Training and testing of a ridge classifier at different time bins across the delay. CTD was applied to (A) original data, (B) a stable subspace obtained from the combination of a value subspace and an ensemble method where units are iteratively removed to obtain maximum accuracy, and (C) on a dynamic ensemble where units were iteratively removed from the ensemble to maximize a dynamic score. Thick white lines indicate junctions between the three successive epochs (cue presentation, joystick task and reward delivery). The thin dashed white lines indicate the reference event of each epoch (reward predicting cue onset, response instruction, reward). The decoding accuracy corresponds to the average of five randomly generated pseudo populations and non-significant accuracy has been greyed out for clarity. The p-value threshold is 0.01 and p-values were obtained by aggregating the p-values of each dataset for a given training/testing time bin pair (see Methods section for more details; rwd = reward, resp. cue = response cue). The stable and locality scores are displayed on each panel (s = stability score, l = locality score). Note that significant decoding before the presentation of the cue is due to smoothing.

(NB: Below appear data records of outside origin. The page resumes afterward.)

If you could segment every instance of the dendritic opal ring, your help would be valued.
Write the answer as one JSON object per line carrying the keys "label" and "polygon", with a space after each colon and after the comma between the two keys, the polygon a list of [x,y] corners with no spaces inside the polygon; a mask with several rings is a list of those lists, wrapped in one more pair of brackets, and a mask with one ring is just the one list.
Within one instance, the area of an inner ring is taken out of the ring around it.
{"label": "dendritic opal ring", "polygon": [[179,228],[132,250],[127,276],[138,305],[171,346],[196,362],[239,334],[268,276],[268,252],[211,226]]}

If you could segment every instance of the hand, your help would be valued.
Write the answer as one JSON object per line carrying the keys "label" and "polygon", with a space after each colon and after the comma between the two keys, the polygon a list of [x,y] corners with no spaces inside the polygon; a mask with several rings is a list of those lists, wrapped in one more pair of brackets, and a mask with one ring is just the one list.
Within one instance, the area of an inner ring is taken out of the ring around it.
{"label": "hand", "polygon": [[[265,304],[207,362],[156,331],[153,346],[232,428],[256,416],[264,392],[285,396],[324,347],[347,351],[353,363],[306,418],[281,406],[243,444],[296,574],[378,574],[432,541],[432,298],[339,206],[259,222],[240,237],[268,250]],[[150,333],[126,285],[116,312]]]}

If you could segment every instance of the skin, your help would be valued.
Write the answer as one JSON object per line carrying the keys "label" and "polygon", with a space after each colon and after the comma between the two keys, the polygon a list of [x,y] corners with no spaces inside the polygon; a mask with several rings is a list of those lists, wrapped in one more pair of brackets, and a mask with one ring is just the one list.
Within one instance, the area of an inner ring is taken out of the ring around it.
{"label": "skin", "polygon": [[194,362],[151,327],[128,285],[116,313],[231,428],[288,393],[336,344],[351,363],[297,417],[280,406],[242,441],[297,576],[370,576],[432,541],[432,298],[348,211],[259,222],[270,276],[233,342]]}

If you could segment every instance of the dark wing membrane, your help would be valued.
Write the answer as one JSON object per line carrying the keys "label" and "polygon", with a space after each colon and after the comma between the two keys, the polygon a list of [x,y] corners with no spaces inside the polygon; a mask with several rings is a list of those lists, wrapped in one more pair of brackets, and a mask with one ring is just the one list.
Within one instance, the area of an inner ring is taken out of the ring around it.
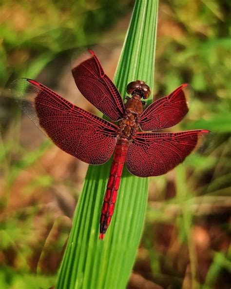
{"label": "dark wing membrane", "polygon": [[77,60],[72,74],[80,92],[96,107],[115,122],[122,118],[124,106],[120,94],[92,50]]}
{"label": "dark wing membrane", "polygon": [[29,79],[12,84],[23,111],[60,148],[92,165],[105,163],[116,142],[116,125],[76,106]]}
{"label": "dark wing membrane", "polygon": [[170,94],[154,102],[141,115],[141,129],[158,130],[178,124],[189,111],[187,102],[192,93],[192,87],[184,84]]}
{"label": "dark wing membrane", "polygon": [[131,144],[126,163],[128,170],[138,177],[163,175],[182,163],[209,130],[175,133],[139,132]]}

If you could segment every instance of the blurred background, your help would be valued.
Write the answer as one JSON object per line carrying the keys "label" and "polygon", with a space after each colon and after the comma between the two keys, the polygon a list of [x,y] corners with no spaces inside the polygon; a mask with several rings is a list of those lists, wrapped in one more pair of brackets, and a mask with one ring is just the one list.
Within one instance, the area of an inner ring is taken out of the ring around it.
{"label": "blurred background", "polygon": [[[113,78],[134,1],[5,0],[0,4],[0,288],[51,288],[88,165],[53,145],[9,87],[36,79],[78,106],[71,60],[94,49]],[[128,288],[230,289],[231,41],[229,0],[160,1],[156,98],[184,83],[195,96],[181,124],[213,134],[168,174],[150,178],[144,234]],[[35,280],[37,279],[35,285]]]}

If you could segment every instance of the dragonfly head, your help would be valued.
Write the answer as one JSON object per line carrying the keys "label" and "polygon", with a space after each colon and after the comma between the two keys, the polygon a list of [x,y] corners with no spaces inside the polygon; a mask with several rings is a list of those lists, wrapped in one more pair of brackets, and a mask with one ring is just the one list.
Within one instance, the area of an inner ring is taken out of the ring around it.
{"label": "dragonfly head", "polygon": [[150,95],[151,91],[149,86],[144,82],[136,80],[128,83],[127,86],[127,93],[139,95],[141,98],[147,99]]}

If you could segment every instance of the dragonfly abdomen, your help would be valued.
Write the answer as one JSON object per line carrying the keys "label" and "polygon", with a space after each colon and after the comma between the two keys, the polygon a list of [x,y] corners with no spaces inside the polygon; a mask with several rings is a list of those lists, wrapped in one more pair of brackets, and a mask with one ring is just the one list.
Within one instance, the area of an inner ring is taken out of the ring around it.
{"label": "dragonfly abdomen", "polygon": [[128,140],[119,139],[116,146],[113,161],[111,167],[100,217],[99,239],[103,239],[110,225],[120,184],[123,165],[128,149]]}

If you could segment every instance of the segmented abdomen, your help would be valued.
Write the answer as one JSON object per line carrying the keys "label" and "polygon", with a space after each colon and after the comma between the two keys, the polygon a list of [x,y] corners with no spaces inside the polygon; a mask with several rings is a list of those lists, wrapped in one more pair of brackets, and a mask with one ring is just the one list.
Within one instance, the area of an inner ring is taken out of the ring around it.
{"label": "segmented abdomen", "polygon": [[116,146],[113,161],[111,167],[100,217],[99,239],[103,239],[111,222],[116,201],[117,192],[128,149],[128,141],[119,139]]}

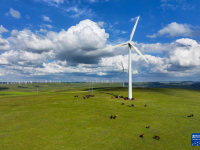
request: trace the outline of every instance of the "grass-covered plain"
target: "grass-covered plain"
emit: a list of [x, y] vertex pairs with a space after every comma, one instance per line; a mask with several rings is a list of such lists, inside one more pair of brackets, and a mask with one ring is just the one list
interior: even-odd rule
[[[125, 101], [111, 98], [128, 95], [127, 88], [114, 84], [94, 85], [95, 97], [83, 99], [87, 86], [0, 86], [0, 149], [199, 148], [191, 146], [191, 134], [200, 133], [199, 90], [134, 88], [135, 100]], [[131, 104], [135, 107], [127, 107]], [[187, 117], [190, 114], [194, 117]], [[111, 115], [118, 116], [110, 119]], [[155, 135], [160, 140], [153, 139]]]

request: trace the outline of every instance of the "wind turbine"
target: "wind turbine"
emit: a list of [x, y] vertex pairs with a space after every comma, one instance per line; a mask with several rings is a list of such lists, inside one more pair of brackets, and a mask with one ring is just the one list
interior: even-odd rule
[[[121, 62], [122, 63], [122, 62]], [[118, 74], [120, 74], [121, 72], [123, 72], [123, 87], [124, 87], [124, 70], [127, 70], [127, 69], [124, 69], [124, 65], [123, 65], [123, 63], [122, 63], [122, 70], [118, 73]]]
[[137, 49], [137, 47], [135, 47], [135, 46], [131, 43], [139, 18], [140, 18], [140, 16], [137, 17], [135, 26], [133, 27], [132, 33], [131, 33], [131, 35], [130, 35], [130, 40], [129, 40], [128, 42], [122, 43], [122, 44], [119, 44], [119, 45], [115, 45], [115, 46], [111, 46], [111, 47], [104, 48], [104, 50], [105, 50], [105, 49], [113, 49], [113, 48], [116, 48], [116, 47], [121, 47], [121, 46], [128, 45], [128, 48], [129, 48], [129, 56], [128, 56], [128, 74], [129, 74], [129, 80], [128, 80], [128, 98], [129, 98], [129, 99], [132, 99], [131, 48], [133, 48], [147, 63], [149, 63], [149, 62], [146, 60], [146, 58], [142, 55], [142, 53]]

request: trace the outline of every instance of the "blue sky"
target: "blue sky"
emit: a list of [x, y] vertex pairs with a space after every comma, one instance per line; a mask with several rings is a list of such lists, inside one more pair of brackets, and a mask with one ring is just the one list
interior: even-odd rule
[[[200, 1], [1, 0], [0, 81], [199, 81]], [[127, 73], [125, 80], [128, 81]]]

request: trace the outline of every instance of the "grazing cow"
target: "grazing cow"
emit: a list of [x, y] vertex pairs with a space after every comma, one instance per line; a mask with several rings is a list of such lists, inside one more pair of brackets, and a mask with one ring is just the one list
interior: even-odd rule
[[153, 138], [156, 139], [156, 140], [160, 140], [159, 136], [154, 136]]
[[144, 138], [144, 133], [140, 135], [141, 138]]
[[193, 117], [194, 115], [193, 114], [190, 114], [188, 117]]

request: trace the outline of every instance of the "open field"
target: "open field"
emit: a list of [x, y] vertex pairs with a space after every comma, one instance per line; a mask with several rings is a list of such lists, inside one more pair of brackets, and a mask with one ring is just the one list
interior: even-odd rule
[[95, 97], [88, 99], [86, 83], [0, 86], [0, 149], [199, 148], [191, 146], [191, 134], [200, 133], [199, 90], [134, 88], [135, 100], [125, 101], [111, 98], [128, 95], [118, 86], [95, 85]]

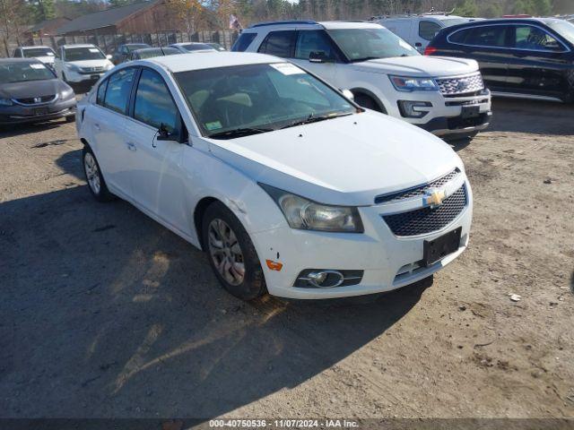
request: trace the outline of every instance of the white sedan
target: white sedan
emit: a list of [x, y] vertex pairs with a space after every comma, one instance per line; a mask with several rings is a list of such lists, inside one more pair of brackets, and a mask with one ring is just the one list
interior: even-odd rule
[[119, 196], [204, 250], [243, 299], [391, 290], [468, 243], [472, 192], [448, 145], [280, 58], [124, 64], [76, 124], [93, 196]]

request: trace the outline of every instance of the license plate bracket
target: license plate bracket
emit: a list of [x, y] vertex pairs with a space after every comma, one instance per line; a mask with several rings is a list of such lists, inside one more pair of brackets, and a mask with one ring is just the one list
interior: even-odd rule
[[480, 115], [481, 115], [480, 106], [463, 106], [463, 109], [460, 116], [464, 119], [468, 119], [468, 118], [476, 118]]
[[454, 253], [460, 245], [460, 236], [463, 228], [459, 227], [433, 240], [425, 240], [422, 251], [422, 265], [434, 264], [449, 254]]

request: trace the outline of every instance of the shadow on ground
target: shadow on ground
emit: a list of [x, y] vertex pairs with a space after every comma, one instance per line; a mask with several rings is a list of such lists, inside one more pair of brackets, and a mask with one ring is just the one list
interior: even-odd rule
[[488, 132], [574, 134], [574, 104], [494, 98]]
[[0, 416], [219, 416], [332, 367], [430, 283], [246, 304], [220, 288], [203, 253], [124, 202], [97, 203], [85, 186], [7, 202]]

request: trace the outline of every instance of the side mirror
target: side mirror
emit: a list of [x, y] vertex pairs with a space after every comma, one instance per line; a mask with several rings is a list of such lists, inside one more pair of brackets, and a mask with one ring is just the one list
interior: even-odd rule
[[158, 129], [157, 140], [179, 142], [179, 133], [170, 133], [170, 130], [168, 130], [168, 126], [165, 124], [161, 123], [160, 128]]
[[329, 58], [325, 55], [323, 51], [311, 51], [309, 55], [309, 63], [326, 63]]
[[354, 101], [355, 95], [352, 93], [352, 91], [351, 90], [343, 90], [341, 92], [343, 93], [343, 95], [344, 97], [346, 97], [350, 100], [353, 100]]

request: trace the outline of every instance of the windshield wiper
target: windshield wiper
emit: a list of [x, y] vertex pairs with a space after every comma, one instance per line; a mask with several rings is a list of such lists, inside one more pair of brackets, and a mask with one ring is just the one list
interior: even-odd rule
[[258, 128], [258, 127], [244, 127], [236, 128], [235, 130], [228, 130], [227, 132], [219, 132], [209, 134], [207, 137], [213, 139], [233, 139], [234, 137], [248, 136], [250, 134], [258, 134], [260, 133], [274, 132], [274, 128]]
[[346, 116], [348, 115], [352, 115], [352, 112], [344, 112], [343, 114], [326, 114], [326, 115], [319, 115], [318, 116], [315, 116], [315, 114], [309, 114], [309, 116], [307, 116], [307, 118], [298, 119], [297, 121], [289, 123], [288, 125], [283, 125], [283, 127], [279, 127], [279, 129], [283, 130], [283, 128], [295, 127], [297, 125], [303, 125], [305, 124], [317, 123], [319, 121], [325, 121], [326, 119], [338, 118], [340, 116]]
[[359, 63], [360, 61], [378, 60], [380, 58], [382, 58], [382, 56], [363, 56], [362, 58], [353, 58], [351, 62]]

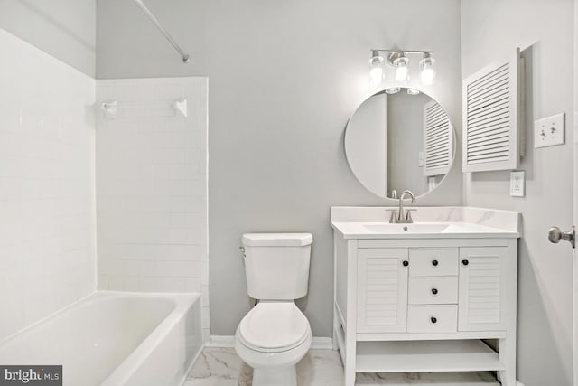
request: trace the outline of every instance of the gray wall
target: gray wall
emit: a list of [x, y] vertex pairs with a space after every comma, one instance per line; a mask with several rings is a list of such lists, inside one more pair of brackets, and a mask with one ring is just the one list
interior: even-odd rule
[[[465, 202], [523, 212], [519, 253], [518, 379], [572, 382], [572, 249], [547, 240], [572, 224], [573, 0], [462, 0], [462, 75], [516, 46], [526, 48], [526, 197], [509, 196], [509, 173], [470, 174]], [[555, 59], [554, 59], [555, 58]], [[534, 149], [534, 119], [566, 112], [566, 145]], [[569, 169], [566, 169], [569, 168]], [[564, 171], [567, 170], [567, 173]]]
[[[147, 5], [194, 62], [183, 65], [131, 2], [98, 0], [97, 77], [209, 76], [212, 334], [232, 335], [250, 307], [241, 234], [311, 231], [309, 295], [298, 305], [315, 336], [331, 336], [330, 206], [392, 202], [357, 182], [343, 153], [348, 118], [376, 90], [368, 86], [369, 49], [433, 50], [439, 78], [424, 90], [459, 123], [459, 0]], [[460, 205], [460, 168], [419, 203]]]
[[0, 27], [95, 77], [97, 0], [0, 0]]

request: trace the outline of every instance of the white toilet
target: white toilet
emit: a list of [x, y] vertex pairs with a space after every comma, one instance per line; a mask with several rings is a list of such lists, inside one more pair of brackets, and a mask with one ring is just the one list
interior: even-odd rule
[[253, 386], [296, 386], [295, 364], [311, 347], [309, 321], [294, 299], [307, 294], [311, 233], [247, 233], [247, 287], [259, 303], [243, 317], [235, 350], [253, 367]]

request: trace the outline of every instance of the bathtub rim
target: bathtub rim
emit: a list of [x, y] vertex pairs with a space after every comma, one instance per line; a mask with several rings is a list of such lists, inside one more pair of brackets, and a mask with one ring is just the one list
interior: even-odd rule
[[[117, 385], [126, 381], [139, 368], [143, 358], [146, 358], [152, 352], [160, 345], [167, 334], [174, 326], [182, 320], [187, 311], [197, 302], [200, 302], [200, 293], [198, 292], [126, 292], [126, 291], [100, 291], [114, 294], [133, 294], [144, 297], [170, 298], [175, 301], [175, 306], [169, 315], [156, 326], [151, 333], [131, 352], [131, 353], [103, 381], [102, 385]], [[199, 305], [201, 311], [201, 305]], [[200, 317], [200, 315], [199, 315]], [[200, 323], [200, 320], [199, 321]], [[202, 328], [200, 327], [200, 349], [192, 357], [191, 365], [202, 352], [204, 343], [202, 342]], [[185, 369], [184, 376], [181, 380], [182, 384], [186, 380], [191, 370], [191, 366]]]
[[[52, 319], [56, 319], [61, 316], [62, 314], [66, 312], [81, 306], [85, 305], [89, 305], [89, 303], [99, 303], [103, 301], [107, 301], [107, 299], [116, 299], [119, 297], [125, 298], [161, 298], [167, 299], [173, 302], [173, 308], [169, 312], [169, 314], [164, 316], [161, 322], [151, 331], [151, 333], [146, 335], [142, 342], [120, 362], [118, 366], [112, 369], [109, 372], [108, 376], [103, 381], [103, 385], [106, 384], [117, 384], [117, 383], [108, 383], [109, 381], [118, 381], [123, 380], [127, 380], [132, 376], [135, 372], [138, 370], [140, 363], [142, 362], [143, 358], [145, 358], [145, 354], [150, 354], [151, 352], [157, 347], [164, 337], [172, 328], [174, 328], [175, 325], [178, 324], [186, 315], [187, 311], [193, 306], [193, 305], [197, 302], [199, 303], [199, 310], [200, 313], [202, 312], [202, 305], [200, 304], [201, 294], [199, 292], [133, 292], [133, 291], [115, 291], [115, 290], [102, 290], [97, 289], [90, 294], [80, 297], [78, 300], [75, 300], [73, 303], [67, 305], [66, 306], [55, 311], [54, 313], [27, 325], [26, 327], [16, 331], [15, 333], [6, 336], [5, 338], [0, 340], [0, 346], [4, 344], [8, 344], [12, 341], [18, 339], [21, 336], [25, 336], [26, 333], [31, 330], [33, 330], [39, 327], [41, 325], [47, 323]], [[199, 315], [199, 317], [201, 318], [201, 315]], [[192, 356], [192, 360], [191, 363], [188, 365], [187, 369], [184, 369], [184, 375], [182, 379], [180, 381], [180, 384], [182, 384], [189, 374], [191, 370], [194, 366], [197, 359], [202, 353], [202, 349], [205, 346], [205, 342], [202, 338], [202, 327], [200, 326], [201, 321], [199, 321], [200, 328], [199, 333], [200, 334], [200, 348]]]

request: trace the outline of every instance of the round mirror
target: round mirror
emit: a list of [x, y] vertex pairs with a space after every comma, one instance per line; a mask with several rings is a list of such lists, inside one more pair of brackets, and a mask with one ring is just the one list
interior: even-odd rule
[[455, 137], [445, 110], [415, 89], [387, 88], [368, 98], [345, 129], [345, 155], [369, 191], [417, 197], [440, 184], [453, 162]]

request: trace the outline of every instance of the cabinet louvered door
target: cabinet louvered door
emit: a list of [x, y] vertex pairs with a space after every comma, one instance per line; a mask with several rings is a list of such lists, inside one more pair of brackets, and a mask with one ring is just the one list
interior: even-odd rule
[[461, 248], [458, 291], [460, 331], [505, 330], [506, 302], [502, 299], [505, 247]]
[[453, 159], [453, 131], [443, 108], [432, 100], [424, 105], [424, 175], [447, 174]]
[[519, 152], [519, 49], [463, 80], [463, 171], [516, 169]]
[[405, 333], [407, 249], [360, 249], [358, 254], [358, 333]]

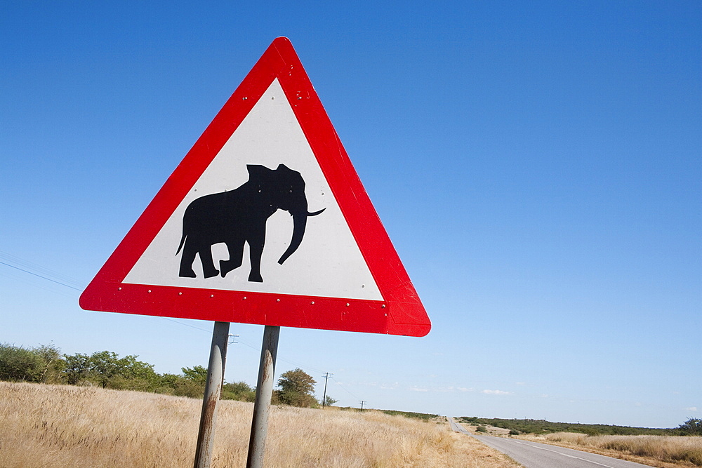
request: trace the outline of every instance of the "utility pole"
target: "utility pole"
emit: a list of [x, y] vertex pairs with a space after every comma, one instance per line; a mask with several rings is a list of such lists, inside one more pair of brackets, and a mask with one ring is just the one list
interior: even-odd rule
[[331, 372], [325, 372], [324, 375], [324, 396], [322, 399], [322, 408], [324, 409], [324, 406], [326, 406], [326, 382], [329, 380], [329, 375], [333, 375]]

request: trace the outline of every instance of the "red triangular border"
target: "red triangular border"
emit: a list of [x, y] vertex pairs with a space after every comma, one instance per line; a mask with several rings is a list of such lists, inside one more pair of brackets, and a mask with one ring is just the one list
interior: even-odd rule
[[[244, 119], [278, 81], [384, 300], [124, 283]], [[424, 336], [431, 323], [290, 41], [273, 41], [84, 291], [86, 310]]]

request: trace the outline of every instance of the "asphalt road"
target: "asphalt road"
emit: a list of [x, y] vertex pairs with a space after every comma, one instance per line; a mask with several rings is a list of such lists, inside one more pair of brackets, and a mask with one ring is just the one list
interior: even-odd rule
[[627, 462], [571, 448], [517, 439], [476, 436], [468, 432], [453, 418], [449, 418], [451, 428], [478, 439], [486, 446], [510, 456], [526, 468], [651, 468], [648, 465]]

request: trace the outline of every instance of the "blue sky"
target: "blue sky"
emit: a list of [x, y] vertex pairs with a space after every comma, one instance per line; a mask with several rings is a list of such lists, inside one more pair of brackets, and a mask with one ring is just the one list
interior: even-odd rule
[[[6, 5], [0, 342], [206, 363], [211, 323], [78, 297], [286, 36], [433, 328], [284, 328], [279, 373], [333, 373], [343, 406], [702, 417], [702, 8], [513, 4]], [[263, 327], [232, 332], [254, 384]]]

This dynamic pattern was also reflected in the population trajectory speed obtained by calculating the distance between two successive time bins in the neural space spanned by the estimated firing rate of each unit with a shorter smoothing window for more temporally accurate firing rate (50 ms SD Gaussian kernel, Figure 6). The reward predicting cue triggered an increase in speed that was followed by a period of low speed, indicative of relatively stable population activity, until the joystick instruction cue triggered another period of rapidly changing activity. Thus, strongly dynamic bouts of activity occur with changes in task stimuli, and in the absence of such changes, delay activity becomes quite stable.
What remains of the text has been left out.